IL2CPP - ReversePInvokeWrapper causing massive slowdowns

Discussion in 'Windows' started by fholm, Aug 4, 2019.

  1. fholm

    fholm

    Joined:
    Aug 20, 2011
    Posts:
    2,052
    So I've spent a lot of time trying to figure out why we were seeing massive slow downs when passing C# delegates to be invoked from a native plugin (using delegates + Marshal.GetFunctionPointerForDelegate). We were seeing something of the order of 6 slowdown when the work is executed from the native callback vs calling it directly from C#.

    Initially I thought it had to do with PInvoke (i.e. when C# passes the delegate down to native side) overhead, but that turned out to be a non-issue.

    So after a lot of debugging and massive amounts of profiling, I managed to drill down: The ReversePInvokeWrapper that IL2CPP generates is taking 6x longer than the actual work that needs to be done. We're looking at about 0.1ms of time per call cosumed by the reverse pinvoke wrapper vs 0.15ms of actual work being done inside the callback.

    I managed to instrument and profile a debug build running in IL2CPP, see the screenshot attached (this is using Orbit Profiler).

    entry 0: RadixSAP_BucketJobProcessorEnki is the actual work being done (~avg 21us)
    entry 1: ReversePInvokeWrapper_RadixSAP_BucketJobProcessorEnki is the pinvoke wrapper. (avg ~138us)

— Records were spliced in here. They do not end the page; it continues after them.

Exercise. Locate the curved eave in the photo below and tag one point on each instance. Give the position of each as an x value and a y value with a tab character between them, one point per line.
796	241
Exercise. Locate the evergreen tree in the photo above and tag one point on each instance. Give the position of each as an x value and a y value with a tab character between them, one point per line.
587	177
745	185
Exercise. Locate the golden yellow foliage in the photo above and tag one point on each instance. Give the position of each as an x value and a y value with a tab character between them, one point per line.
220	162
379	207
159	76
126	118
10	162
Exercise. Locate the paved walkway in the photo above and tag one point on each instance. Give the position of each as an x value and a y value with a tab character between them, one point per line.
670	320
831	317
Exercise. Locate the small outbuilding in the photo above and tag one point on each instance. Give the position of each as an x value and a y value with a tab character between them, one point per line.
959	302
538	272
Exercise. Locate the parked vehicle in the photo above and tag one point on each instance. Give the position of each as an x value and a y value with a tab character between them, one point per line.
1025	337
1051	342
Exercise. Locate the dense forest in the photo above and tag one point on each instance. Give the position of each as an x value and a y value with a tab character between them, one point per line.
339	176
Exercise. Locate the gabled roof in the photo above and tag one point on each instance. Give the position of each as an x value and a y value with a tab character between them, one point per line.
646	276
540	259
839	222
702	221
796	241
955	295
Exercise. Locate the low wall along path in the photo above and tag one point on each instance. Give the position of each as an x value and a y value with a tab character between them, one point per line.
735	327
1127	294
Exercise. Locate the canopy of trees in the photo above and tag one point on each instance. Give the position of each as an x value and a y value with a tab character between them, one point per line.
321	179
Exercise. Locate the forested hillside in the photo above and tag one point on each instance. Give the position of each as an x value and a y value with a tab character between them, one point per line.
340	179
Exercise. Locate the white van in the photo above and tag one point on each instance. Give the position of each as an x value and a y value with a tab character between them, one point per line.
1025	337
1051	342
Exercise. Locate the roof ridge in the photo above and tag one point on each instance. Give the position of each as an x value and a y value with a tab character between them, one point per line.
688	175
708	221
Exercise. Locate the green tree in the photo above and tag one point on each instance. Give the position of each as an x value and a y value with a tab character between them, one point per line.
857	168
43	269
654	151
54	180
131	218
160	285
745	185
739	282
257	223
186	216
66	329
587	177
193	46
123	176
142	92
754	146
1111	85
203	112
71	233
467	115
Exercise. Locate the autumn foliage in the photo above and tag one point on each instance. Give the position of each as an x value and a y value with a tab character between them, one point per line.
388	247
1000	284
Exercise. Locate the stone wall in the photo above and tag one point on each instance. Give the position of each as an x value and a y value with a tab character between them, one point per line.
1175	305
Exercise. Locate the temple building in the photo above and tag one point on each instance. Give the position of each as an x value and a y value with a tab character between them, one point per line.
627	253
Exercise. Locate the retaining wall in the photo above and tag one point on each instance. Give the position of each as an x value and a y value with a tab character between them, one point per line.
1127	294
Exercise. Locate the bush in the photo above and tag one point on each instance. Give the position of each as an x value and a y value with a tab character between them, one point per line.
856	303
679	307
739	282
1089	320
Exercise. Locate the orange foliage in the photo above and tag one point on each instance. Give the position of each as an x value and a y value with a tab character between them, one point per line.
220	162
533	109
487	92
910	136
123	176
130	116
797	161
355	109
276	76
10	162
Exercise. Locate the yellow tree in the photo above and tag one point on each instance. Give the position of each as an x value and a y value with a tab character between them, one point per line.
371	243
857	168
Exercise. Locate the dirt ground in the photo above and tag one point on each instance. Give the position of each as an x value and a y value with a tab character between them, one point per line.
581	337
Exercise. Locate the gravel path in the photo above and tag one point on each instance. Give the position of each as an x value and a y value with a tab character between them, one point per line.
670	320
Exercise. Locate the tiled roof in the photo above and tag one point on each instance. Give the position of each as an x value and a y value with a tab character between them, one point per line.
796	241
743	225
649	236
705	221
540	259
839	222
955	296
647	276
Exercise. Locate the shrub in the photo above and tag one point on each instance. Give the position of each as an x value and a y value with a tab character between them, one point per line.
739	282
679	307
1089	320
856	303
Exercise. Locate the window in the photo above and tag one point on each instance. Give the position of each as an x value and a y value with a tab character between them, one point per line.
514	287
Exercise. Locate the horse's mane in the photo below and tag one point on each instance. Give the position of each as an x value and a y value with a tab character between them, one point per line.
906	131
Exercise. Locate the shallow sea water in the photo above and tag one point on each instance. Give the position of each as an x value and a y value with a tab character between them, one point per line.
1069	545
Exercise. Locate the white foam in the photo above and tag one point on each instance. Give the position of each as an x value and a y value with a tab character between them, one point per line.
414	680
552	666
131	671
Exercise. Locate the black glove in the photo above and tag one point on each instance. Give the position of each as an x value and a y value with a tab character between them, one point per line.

    This means that the reverse p-invoke wrapper is taking around 6x time of the actual method being called.

    To add to the confusion, this only seems to be happening for some methods - if I call an empty method, there's no massive overhead. Im at a loss of how to figure out what's going wrong.

    Edit: So far I have only tested this on Windows and OSX IL2CPP builds, it happens on both of them - not had time to dig into mobile/consoles yet.
     

    Attached Files:

    adammpolak likes this.
  2. fholm

    fholm

    Joined:
    Aug 20, 2011
    Posts:
    2,052
    Did some more digging, it seems like whenever a managed delegates is being invoked from a native thread (without a manged thread equivalent) it goes through something called ScopedThreadAttacher.... which is causing insane slowdowns.
     
    adammpolak likes this.
  3. Tautvydas-Zilys

    Tautvydas-Zilys

    Unity Technologies

    Joined:
    Jul 25, 2013
    Posts:
    10,679
    ScopedThreadAttacher initializes the garbage collector and IL2CPP threading infrastructure for that thread. It should be really fast if it's already initialized, but if it's the first managed frame on that thread, it will do the full initialization (and it will do full uninitialization once it's done).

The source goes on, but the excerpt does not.